#12 Abas Infinitas - Pra ser brasileiro tem que ter habilidade
Cansada de sentir medo e constante raiva das pessoas que postam seus cartões de vacinação verdes nas redes sociais, resolvi ir atrás dos meus direitos. Tinha ouvido falar que a tal da "xepa" da vacina era um sonho possível. Supostamente, depois que o dia acaba no posto de saúde, os funcionários se sentiriam "perdidos" sem saber o que fazer com o frasco de vacina já aberto. Um líquido precioso desses estaria "sobrando" e a única coisa que eu precisava fazer para conseguir me imunizar era fazer um cadastro no posto. Quando a vacina sobrasse, eles me ligariam e eu iria correndo tomar.

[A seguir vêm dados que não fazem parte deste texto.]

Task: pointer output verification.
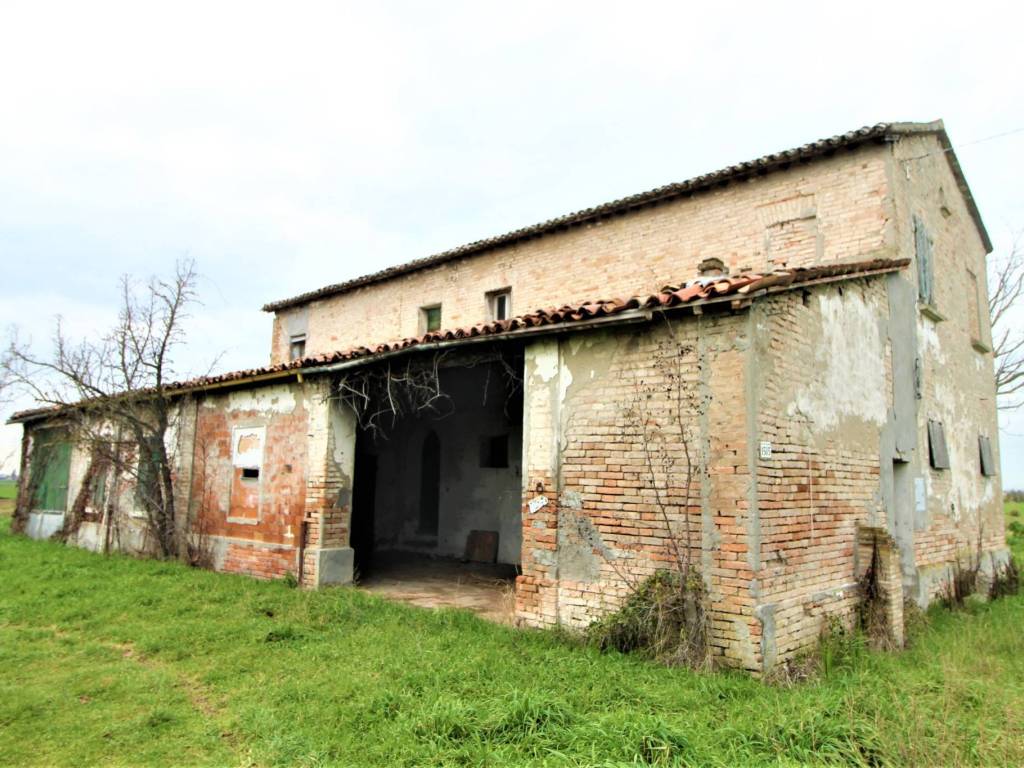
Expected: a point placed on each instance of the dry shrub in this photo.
(665, 619)
(871, 613)
(1006, 580)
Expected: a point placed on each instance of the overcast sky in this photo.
(287, 145)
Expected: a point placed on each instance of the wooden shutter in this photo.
(923, 252)
(937, 453)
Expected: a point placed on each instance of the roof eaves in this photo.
(740, 289)
(760, 166)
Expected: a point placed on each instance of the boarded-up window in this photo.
(146, 483)
(97, 494)
(938, 455)
(430, 318)
(985, 451)
(926, 266)
(247, 465)
(50, 470)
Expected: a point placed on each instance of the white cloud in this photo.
(290, 145)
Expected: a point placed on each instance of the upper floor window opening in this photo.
(500, 304)
(430, 318)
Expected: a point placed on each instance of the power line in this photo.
(967, 143)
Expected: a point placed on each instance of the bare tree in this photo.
(111, 395)
(1006, 287)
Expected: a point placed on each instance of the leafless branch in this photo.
(1006, 288)
(110, 394)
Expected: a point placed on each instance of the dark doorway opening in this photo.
(436, 506)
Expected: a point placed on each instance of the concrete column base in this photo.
(335, 565)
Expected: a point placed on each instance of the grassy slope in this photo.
(125, 662)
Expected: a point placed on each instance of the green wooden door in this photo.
(51, 459)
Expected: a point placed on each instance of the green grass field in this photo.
(126, 662)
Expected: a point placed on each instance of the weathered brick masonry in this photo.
(803, 410)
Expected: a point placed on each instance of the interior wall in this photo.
(471, 497)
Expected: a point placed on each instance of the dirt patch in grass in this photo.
(157, 664)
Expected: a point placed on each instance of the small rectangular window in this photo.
(938, 455)
(495, 452)
(987, 462)
(500, 304)
(431, 318)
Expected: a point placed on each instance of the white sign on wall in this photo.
(247, 446)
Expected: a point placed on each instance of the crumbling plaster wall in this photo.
(263, 541)
(830, 210)
(956, 380)
(823, 399)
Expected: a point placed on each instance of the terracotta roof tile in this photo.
(695, 292)
(849, 140)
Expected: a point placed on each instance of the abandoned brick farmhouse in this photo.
(784, 365)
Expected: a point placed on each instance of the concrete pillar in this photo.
(329, 558)
(537, 588)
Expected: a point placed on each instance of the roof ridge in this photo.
(692, 292)
(764, 164)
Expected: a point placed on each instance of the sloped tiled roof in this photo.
(695, 292)
(766, 164)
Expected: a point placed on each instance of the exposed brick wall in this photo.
(830, 210)
(822, 479)
(957, 383)
(282, 495)
(617, 510)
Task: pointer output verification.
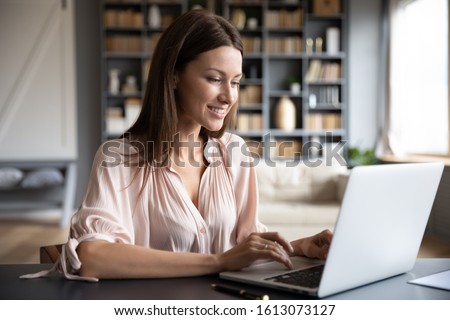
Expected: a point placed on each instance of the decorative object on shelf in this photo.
(252, 23)
(154, 16)
(309, 45)
(326, 7)
(319, 45)
(294, 85)
(285, 113)
(312, 101)
(114, 81)
(238, 18)
(130, 85)
(333, 35)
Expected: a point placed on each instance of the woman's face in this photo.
(208, 87)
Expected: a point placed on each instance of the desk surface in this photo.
(199, 288)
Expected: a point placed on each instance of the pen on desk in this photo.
(239, 292)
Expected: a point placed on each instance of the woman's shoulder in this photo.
(114, 152)
(237, 150)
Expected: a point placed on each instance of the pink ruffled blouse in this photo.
(163, 216)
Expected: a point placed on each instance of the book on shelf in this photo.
(115, 121)
(284, 19)
(319, 71)
(329, 95)
(289, 148)
(152, 41)
(251, 44)
(288, 44)
(323, 121)
(123, 19)
(249, 122)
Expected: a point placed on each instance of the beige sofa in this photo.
(300, 200)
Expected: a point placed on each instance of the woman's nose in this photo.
(227, 95)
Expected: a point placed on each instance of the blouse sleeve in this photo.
(243, 173)
(106, 212)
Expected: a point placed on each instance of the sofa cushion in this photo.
(296, 220)
(281, 182)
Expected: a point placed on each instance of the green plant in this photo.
(359, 157)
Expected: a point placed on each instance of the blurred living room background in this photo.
(368, 78)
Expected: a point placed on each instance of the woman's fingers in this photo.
(272, 250)
(275, 237)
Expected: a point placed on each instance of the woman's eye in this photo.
(214, 80)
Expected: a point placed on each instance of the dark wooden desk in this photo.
(198, 288)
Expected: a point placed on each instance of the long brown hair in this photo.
(191, 34)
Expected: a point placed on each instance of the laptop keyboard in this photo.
(306, 277)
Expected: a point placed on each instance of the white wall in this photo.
(364, 66)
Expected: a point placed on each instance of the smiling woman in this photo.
(180, 197)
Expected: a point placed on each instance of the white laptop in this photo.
(377, 235)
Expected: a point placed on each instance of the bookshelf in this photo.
(287, 53)
(130, 31)
(292, 42)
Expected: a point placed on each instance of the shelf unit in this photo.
(129, 36)
(276, 50)
(277, 37)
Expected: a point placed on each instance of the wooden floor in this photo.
(20, 241)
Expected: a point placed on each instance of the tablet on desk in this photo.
(440, 280)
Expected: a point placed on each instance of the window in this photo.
(418, 77)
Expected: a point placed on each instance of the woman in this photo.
(176, 195)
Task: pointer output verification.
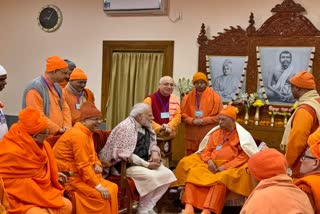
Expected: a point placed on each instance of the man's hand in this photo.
(153, 165)
(62, 177)
(198, 122)
(103, 191)
(97, 169)
(212, 167)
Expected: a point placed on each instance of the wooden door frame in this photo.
(166, 47)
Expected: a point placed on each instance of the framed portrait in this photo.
(276, 65)
(227, 75)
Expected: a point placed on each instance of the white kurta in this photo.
(147, 180)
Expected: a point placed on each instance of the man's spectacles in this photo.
(168, 84)
(247, 171)
(306, 156)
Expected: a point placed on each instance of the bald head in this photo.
(166, 85)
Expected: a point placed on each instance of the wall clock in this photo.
(50, 18)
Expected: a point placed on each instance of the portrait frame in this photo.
(230, 69)
(276, 65)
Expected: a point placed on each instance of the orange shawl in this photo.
(29, 173)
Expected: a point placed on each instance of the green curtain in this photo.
(134, 75)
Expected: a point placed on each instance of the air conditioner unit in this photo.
(135, 7)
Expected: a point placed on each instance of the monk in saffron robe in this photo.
(303, 122)
(219, 168)
(76, 94)
(275, 192)
(310, 170)
(75, 153)
(45, 94)
(165, 109)
(28, 168)
(200, 109)
(71, 67)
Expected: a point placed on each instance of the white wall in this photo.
(24, 46)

Parecia promissor. Fui logo cedo fazer meu cadastro. Perguntei informações para umas três pessoas até chegar na mesa onde se inscreve para a "xepa". A moça escreveu meu nome, idade, endereço e telefone em um pequeno caderno azul pautado.
Pensei que aquele sistema não era nada digitalizado, eu não saberia que lugar estou na fila nem menos teria uma comprovação de que me inscrevi. Mas tudo bem, a própria ideia de entrar numa fila para pegar as sobras da feira, digo, da vacina, é uma confirmação do improviso como o país está lidando com uma doença mortal que está espalhada pelo seu território (e para a qual já existe vacina). O próprio ponto de partida já é torto. Mas se eu conseguisse me imunizar, estava valendo.
Assim que ela terminou de escrever, me olhou por cima dos óculos e falou baixinho: "mas olha, vou te falar, a chance de chamarem é bem pequena". Perguntei por que e ela continuou, quase que em tom de confidência: "vem aqui às 6 da tarde. O posto fecha às 7. Se você estiver aqui e estiver sobrando vacina, eles te dão". Saí me sentindo mais especial que todo mundo. A moça tinha contado para mim o segredo da vacina. Eu desvendei o mapa e agora ninguém podia me segurar.
Passada a euforia, pensei que é assim que as coisas são no Brasil. Primeiro eles são bem incompetentes para fornecer algo super necessário para a sua vida, depois eles te fazem quase degladiar por algo que em tese seria seu "direito" e só depois partimos para a fase em que, ao não conseguir vencer os desafios e as burocracias do sistema, você é praticamente empurrado para recorrer à malandragem.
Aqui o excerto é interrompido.